Spiritüel ego nedir diye düşündüm bugün. Durup dururken gelmedi tabiki aklıma. Yoga yapayım dedim ve yoga hocası aklıma geldi. Eskiden derslerine katıldığım bir hocaydı. Fakat artık Youtube'dan takip ediyordum. Onun da spiritüel egosu oluşmuş gibi geldi bana. Ve içimden dedim ki: İnsanlar egolarını dizginlemeye çalışırken bambaşka bir egonun kurbanı olabiliyorlar ne tuhaf!


Spiritüel ego nedir diye araştırınca egoyu düşünmeye başladım. Aslında bizi nasıl da sınırlıyordu. Maalesef kurtulmak mümkün de değil egodan. Günlük hayatta "egosuz" diye cümle içinde kullanıyoruz ama işin aslı egoyu tanımak. Yani nefsini yenmek değil nefsini bilmekmiş esas olan. Ve nefsini bilen Rabbini de bilirmiş.


"Kendini bil" cümlesi de bunu çok iyi açıklıyor. Sokrates yıllar yıllar önce çözmüş meseleyi. Önce şunu bilmelisin aslında sen kimsin?


Bir garip Duygu'yum. Hayat yolunda. Yolumu kaybettiğimi düşünmüyorum. Zira her kayboluş, kaybediş, yenilgi veya yanlışlığın kadere dahil olduğuna inanıyorum. 

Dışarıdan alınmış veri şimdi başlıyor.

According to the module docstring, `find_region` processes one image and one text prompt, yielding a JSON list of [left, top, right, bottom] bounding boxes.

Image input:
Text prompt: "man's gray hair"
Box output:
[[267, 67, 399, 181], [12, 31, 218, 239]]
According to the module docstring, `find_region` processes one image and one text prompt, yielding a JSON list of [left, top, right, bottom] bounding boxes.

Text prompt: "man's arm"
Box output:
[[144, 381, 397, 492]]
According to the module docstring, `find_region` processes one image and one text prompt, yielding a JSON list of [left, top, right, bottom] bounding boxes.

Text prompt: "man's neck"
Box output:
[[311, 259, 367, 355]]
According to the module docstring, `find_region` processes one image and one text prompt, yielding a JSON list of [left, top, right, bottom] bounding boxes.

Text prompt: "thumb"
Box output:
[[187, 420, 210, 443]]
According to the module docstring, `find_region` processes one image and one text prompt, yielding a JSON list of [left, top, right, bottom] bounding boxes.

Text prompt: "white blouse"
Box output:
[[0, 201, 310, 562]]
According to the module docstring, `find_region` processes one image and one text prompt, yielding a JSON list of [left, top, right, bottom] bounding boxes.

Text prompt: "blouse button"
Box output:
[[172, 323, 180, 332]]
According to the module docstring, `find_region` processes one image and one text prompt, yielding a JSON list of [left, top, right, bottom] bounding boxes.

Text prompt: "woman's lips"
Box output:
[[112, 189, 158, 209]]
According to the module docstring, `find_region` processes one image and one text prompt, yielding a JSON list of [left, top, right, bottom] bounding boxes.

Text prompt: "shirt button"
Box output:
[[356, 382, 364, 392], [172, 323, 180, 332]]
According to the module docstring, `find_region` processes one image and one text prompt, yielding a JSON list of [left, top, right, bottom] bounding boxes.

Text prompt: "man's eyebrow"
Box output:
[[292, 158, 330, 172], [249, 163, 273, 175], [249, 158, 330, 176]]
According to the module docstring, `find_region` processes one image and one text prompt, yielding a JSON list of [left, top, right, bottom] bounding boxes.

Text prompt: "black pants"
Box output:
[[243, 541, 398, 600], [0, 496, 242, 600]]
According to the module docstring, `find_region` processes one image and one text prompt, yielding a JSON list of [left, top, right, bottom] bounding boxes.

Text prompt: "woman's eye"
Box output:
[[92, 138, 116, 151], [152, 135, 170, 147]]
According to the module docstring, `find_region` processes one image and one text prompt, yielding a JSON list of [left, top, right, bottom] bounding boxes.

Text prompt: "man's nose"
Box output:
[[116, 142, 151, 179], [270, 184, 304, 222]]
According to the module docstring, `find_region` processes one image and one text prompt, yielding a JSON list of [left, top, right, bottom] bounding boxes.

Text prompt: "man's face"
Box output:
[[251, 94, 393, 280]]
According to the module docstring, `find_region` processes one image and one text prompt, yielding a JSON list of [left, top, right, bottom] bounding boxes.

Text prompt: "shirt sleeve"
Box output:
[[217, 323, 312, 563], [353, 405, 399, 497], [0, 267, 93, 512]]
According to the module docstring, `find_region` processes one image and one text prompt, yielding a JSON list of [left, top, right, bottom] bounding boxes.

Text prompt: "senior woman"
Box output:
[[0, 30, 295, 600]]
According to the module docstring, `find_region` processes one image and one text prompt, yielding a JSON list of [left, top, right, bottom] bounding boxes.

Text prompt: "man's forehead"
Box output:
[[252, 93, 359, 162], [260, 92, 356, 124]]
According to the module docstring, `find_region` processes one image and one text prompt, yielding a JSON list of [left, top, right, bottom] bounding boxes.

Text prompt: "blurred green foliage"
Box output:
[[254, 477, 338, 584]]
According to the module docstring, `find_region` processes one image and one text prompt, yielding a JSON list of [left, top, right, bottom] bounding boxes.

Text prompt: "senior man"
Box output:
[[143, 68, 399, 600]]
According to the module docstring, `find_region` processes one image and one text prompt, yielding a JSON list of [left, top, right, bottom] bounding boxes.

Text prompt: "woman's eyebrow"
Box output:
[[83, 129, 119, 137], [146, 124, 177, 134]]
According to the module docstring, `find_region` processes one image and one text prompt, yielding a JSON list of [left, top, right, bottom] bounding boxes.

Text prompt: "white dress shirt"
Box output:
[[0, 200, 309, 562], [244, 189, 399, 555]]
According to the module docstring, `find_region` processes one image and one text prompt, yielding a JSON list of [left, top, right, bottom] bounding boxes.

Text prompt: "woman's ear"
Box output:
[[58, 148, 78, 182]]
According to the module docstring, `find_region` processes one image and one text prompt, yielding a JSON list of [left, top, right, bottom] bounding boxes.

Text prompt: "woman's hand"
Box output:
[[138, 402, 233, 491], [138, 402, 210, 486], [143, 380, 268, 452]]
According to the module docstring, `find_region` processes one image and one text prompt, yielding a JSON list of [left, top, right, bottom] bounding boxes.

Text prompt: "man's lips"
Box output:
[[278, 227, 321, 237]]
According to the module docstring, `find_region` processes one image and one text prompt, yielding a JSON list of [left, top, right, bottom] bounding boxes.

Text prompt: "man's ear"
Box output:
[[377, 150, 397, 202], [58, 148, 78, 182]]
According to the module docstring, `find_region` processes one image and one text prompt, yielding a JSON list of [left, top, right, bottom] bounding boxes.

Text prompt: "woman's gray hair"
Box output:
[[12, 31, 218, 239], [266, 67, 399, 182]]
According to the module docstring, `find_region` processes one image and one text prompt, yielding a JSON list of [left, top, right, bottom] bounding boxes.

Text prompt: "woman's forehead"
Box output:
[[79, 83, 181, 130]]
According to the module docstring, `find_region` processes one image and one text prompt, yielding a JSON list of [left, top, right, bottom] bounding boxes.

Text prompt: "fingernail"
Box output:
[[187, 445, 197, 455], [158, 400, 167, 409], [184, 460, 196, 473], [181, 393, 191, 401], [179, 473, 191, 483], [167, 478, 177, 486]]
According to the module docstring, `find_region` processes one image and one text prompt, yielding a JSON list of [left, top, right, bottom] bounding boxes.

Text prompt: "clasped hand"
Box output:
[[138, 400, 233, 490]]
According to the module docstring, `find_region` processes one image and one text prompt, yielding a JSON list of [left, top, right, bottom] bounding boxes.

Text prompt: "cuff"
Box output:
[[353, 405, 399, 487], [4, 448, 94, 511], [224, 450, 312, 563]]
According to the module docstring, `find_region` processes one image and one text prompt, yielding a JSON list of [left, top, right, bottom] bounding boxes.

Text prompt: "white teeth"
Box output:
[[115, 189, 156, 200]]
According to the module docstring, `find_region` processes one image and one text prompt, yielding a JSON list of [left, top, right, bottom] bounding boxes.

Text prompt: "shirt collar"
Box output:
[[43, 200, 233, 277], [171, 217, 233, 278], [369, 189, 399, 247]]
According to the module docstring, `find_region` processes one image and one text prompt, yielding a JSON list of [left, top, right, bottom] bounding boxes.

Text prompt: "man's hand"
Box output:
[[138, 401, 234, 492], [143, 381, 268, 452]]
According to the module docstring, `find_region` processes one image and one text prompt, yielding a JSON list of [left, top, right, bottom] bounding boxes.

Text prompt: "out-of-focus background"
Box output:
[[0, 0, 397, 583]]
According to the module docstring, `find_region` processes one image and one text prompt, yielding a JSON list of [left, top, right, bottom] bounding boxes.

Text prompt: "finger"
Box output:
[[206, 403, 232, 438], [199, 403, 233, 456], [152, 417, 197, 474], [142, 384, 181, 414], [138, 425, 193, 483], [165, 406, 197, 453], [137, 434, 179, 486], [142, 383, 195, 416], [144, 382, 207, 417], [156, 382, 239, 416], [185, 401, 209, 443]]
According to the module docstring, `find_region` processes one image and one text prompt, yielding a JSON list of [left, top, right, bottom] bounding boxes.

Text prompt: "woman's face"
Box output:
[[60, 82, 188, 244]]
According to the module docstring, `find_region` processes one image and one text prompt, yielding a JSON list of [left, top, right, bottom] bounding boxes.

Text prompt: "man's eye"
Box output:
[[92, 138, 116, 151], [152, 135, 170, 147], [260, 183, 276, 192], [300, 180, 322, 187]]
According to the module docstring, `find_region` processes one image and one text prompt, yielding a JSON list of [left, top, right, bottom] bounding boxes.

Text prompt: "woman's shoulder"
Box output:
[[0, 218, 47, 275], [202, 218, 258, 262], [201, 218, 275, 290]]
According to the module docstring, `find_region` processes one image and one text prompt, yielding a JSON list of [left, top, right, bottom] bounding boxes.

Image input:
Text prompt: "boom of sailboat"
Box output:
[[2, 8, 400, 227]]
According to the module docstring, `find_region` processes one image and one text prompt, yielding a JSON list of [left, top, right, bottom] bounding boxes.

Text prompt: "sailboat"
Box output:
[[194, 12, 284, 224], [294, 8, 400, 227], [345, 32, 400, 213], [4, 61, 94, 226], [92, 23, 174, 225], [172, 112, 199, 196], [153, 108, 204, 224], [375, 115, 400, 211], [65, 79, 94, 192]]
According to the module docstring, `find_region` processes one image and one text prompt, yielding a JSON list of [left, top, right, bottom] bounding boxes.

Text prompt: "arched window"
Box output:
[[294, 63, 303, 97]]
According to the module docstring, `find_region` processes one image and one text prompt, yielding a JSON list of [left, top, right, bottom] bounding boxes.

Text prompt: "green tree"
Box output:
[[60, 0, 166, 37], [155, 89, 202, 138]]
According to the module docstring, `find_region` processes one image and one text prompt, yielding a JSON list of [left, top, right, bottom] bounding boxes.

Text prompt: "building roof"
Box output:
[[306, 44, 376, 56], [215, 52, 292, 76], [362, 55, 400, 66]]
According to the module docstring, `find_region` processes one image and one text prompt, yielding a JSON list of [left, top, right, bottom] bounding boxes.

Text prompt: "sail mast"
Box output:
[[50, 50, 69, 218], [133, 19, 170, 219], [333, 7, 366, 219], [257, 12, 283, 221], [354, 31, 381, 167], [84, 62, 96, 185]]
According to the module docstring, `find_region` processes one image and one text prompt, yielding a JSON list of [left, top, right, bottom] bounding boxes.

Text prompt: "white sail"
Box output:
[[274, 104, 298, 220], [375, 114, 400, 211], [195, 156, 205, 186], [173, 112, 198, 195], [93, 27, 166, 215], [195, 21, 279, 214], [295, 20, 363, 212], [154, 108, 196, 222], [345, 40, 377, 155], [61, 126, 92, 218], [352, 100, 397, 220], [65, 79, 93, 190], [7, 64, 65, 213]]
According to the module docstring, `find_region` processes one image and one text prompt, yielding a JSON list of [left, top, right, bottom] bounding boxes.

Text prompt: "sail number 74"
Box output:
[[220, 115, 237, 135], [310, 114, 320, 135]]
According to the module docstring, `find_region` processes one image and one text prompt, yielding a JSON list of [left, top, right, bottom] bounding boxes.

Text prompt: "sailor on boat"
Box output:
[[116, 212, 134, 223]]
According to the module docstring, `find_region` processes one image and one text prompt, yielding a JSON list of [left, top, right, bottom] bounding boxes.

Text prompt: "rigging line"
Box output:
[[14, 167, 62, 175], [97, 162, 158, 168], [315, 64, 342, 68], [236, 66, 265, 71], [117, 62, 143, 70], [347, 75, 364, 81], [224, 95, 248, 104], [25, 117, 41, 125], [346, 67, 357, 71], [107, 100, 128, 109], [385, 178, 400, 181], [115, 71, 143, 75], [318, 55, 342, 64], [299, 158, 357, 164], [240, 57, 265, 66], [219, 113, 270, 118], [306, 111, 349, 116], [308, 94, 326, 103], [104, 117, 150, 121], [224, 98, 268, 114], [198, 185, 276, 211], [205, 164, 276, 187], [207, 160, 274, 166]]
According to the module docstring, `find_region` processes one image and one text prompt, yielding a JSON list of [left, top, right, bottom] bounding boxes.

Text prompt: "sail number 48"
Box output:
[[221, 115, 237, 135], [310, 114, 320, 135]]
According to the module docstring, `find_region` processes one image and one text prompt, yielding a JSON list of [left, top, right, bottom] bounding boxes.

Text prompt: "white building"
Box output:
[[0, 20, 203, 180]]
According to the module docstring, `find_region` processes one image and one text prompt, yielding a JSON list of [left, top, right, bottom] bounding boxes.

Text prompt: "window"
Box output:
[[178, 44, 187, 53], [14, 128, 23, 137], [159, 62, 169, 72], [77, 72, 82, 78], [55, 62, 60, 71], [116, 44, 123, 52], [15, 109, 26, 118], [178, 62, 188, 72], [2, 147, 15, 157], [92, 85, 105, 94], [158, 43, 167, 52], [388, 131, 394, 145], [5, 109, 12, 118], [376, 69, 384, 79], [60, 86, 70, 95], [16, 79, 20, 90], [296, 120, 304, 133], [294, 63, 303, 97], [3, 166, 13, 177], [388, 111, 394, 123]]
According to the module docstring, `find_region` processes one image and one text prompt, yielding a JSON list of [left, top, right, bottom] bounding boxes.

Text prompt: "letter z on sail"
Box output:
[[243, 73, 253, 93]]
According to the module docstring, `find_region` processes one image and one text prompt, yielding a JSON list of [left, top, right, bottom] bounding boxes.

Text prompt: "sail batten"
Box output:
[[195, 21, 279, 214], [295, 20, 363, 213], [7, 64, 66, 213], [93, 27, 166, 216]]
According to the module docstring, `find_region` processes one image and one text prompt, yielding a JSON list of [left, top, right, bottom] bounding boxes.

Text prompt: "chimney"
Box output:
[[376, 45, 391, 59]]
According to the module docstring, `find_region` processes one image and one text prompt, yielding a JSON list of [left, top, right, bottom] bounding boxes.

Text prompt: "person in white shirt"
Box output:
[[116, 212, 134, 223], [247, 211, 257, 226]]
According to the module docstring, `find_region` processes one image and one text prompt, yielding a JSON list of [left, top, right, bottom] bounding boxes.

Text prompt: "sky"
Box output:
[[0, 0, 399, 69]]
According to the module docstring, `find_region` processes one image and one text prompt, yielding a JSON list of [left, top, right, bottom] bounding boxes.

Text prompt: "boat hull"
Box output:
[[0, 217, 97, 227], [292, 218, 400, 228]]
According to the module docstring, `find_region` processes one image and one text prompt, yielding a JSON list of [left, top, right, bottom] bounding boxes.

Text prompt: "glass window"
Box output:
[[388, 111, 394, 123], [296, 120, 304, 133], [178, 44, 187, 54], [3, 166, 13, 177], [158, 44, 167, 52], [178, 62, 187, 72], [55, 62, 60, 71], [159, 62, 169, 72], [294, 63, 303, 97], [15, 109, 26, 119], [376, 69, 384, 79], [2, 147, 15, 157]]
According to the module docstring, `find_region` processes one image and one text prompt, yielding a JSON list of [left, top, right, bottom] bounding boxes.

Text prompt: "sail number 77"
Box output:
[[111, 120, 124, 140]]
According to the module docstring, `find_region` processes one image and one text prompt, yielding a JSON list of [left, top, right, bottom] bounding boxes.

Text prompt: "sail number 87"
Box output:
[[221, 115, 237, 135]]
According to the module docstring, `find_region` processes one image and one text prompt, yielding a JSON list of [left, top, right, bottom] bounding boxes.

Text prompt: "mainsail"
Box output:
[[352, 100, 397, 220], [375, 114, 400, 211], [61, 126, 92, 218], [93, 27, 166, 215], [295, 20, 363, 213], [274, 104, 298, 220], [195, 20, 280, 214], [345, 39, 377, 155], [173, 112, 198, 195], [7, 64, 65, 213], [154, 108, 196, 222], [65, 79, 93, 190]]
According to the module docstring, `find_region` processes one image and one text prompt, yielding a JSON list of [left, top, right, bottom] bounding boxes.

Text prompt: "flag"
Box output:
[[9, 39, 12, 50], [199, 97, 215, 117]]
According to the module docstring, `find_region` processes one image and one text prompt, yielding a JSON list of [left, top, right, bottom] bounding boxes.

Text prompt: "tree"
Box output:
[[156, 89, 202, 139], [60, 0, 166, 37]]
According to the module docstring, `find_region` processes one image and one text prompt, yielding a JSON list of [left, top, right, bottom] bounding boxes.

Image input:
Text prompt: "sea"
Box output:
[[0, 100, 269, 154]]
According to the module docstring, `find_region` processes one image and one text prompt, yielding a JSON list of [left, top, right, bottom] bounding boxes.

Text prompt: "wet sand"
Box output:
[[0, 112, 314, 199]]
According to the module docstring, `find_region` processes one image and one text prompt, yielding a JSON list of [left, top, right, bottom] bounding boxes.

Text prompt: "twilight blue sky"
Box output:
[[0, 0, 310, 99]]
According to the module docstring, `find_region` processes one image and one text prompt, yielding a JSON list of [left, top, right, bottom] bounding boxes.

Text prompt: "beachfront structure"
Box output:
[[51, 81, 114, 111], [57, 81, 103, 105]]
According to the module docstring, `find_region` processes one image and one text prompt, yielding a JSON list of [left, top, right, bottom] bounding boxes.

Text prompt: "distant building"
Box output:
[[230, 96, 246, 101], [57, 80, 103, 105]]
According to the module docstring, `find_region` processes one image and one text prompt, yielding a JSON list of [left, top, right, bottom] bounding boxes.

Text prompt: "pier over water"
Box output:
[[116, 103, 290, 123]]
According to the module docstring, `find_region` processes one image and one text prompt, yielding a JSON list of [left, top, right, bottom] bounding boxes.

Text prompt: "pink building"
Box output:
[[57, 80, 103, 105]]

Evet kadere inanıyorum. Ama bu başka bir yazının konusu olsun. Kendini bilme çabasının bir ömür süreceği kanaatindeyim. Çok uzaktan uzaydan dünyaya baktığımızda yani neyiz ki biz? Küçük karıncalardan farkımız yok. Dertlerimiz, sevinçlerimiz, kederlerimiz, mutluluklarımız da küçücük ve geçici. Her şeyin ötesinde ölüm var. 


Bir nefes daha alırken bir şükür daha bırakmalıyız yeryüzüne. Çünkü varız. Burada, tam da burada olmayı biz seçtik ve yolculuğumuz kaldığımız yerden devam ediyor.


O zaman yaşamalı!


Tekrar görüşünceye kadar hoşçakal günlük.